Manufacturer Narrative
Device manufacturing records and available programming and diagnostic history were reviewed. Review of manufacturing records confirmed that the lead passed all functional tests prior to distribution. Device failure is suspected, but did not cause or contribute to a death or serious injury.
 
Event Description
Additional information was received indicating that the patient underwent surgery. During the surgery, a new generator was attached to the existing lead and device diagnostics were within normal limits (3767 ohms). It was reported that the patient's head and neck were placed in different positions and subsequent diagnostics were within normal limits. The surgery was finalized with only generator replacement. It was later reported that device diagnostics again resulted in high impedance (>10,000 ohms).
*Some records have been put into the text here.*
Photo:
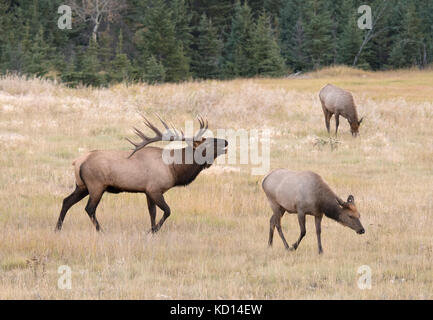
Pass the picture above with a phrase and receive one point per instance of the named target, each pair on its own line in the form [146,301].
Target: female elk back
[305,193]
[341,103]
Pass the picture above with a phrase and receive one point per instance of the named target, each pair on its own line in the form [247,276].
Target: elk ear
[197,143]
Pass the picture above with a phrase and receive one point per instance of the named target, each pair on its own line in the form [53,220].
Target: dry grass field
[214,245]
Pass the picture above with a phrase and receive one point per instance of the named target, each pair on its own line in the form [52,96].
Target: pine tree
[267,54]
[120,65]
[351,37]
[154,71]
[238,52]
[318,34]
[408,50]
[38,56]
[208,53]
[158,38]
[292,35]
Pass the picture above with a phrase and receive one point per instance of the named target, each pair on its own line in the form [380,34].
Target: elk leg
[152,212]
[301,219]
[318,221]
[276,221]
[160,202]
[92,204]
[68,202]
[328,116]
[337,122]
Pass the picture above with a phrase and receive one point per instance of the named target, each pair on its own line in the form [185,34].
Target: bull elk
[305,193]
[142,171]
[339,102]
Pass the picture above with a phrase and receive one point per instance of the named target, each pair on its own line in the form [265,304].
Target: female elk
[143,171]
[305,193]
[339,102]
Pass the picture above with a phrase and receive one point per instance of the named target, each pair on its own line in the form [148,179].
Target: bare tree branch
[373,32]
[96,11]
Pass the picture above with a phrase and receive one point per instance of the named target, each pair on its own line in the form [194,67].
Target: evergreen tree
[208,53]
[267,58]
[351,37]
[318,34]
[121,65]
[154,71]
[292,35]
[158,38]
[410,46]
[238,51]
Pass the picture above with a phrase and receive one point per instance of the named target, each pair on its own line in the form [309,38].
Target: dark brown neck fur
[183,173]
[331,209]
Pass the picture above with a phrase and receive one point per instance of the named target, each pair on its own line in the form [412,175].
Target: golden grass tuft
[214,245]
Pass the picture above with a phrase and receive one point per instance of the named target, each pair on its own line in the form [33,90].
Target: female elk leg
[91,206]
[152,212]
[68,202]
[328,116]
[160,202]
[337,122]
[301,219]
[276,222]
[318,221]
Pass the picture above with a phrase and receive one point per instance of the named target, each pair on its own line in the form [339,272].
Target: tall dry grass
[214,245]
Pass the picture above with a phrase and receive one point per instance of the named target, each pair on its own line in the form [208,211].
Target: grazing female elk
[145,170]
[305,193]
[339,102]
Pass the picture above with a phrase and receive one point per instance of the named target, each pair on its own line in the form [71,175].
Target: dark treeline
[175,40]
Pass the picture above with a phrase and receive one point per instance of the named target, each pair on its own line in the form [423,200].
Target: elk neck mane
[184,173]
[331,209]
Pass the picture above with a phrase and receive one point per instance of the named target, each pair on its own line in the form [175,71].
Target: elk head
[202,150]
[349,215]
[354,126]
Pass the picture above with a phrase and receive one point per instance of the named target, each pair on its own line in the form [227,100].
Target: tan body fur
[339,102]
[305,193]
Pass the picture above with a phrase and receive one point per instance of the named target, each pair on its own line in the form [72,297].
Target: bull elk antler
[171,134]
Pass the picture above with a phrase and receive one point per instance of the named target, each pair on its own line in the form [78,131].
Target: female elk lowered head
[354,127]
[349,215]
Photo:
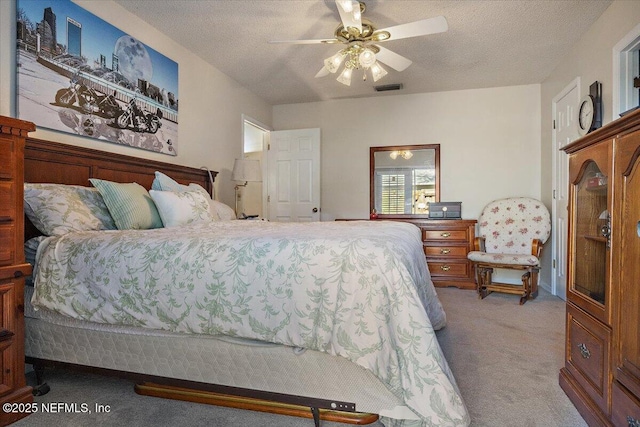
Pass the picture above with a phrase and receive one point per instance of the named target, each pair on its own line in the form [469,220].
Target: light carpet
[505,357]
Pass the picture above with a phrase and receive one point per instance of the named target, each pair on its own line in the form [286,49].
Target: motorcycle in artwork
[88,100]
[139,120]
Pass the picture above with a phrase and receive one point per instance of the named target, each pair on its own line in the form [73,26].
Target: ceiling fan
[362,39]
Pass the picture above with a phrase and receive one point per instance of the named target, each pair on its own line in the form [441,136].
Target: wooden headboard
[52,162]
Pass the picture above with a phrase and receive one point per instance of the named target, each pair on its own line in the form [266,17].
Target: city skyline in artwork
[79,74]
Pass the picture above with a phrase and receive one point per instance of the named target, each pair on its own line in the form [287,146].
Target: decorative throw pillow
[57,209]
[163,182]
[181,208]
[129,204]
[221,212]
The generator was programmed off and the patient was referred for lead replacement. No known surgical intervention have been performed to date. The generator was received for analysis on (b)(4) 2014. Analysis is underway, but has not been completed to date.
 
Event Description
Analysis of the generator was completed on 08/07/2014. Results of the analysis will be reported on the quarterly remedial actions exemption report.
 
Event Description
Analysis of the returned lead was completed. During the visual analysis, connector pin and connector ring quadfilar coils appeared to be broken. Pitting was observed on the coil surfaces. Remnants of dried body tissue were observed wrapped around a portion of helical and green electrode ribbon. This condition may have prevented the green electrode ribbon from coming in contact with the vagus nerve. The abraded openings found on the outer and inner silicone tubes most likely provided the leakage path for the dried remnants of what appeared to have once been body fluids found inside the outer and inner silicone tubes. With the exception of the observed discontinuities and the tissue-covered green electrode ribbon, the condition of the returned lead portions is consistent with conditions that typically exist following an explant procedure.
 
Event Description
It was reported that the vns patient¿s device was tested and diagnostic results showed high lead impedance (impedance value - 6709 ohms) during an office visit on 03/06/2014. X-rays were taken but have not yet been provided to manufacturer for evaluation. The device was not disabled. The patient is often injured because she has drop attack seizures, which may have caused or contributed to the reported high impedance. However, no definitive conclusions can be made with the available information. Review of the available programming and diagnostic history showed normal diagnostic results through 08/01/2013. No known interventions have occurred to date. Attempts for additional relevant information were made but have been unsuccessful to date.
 
Manufacturer Narrative
Device failure occurred, but did not cause or contribute to death.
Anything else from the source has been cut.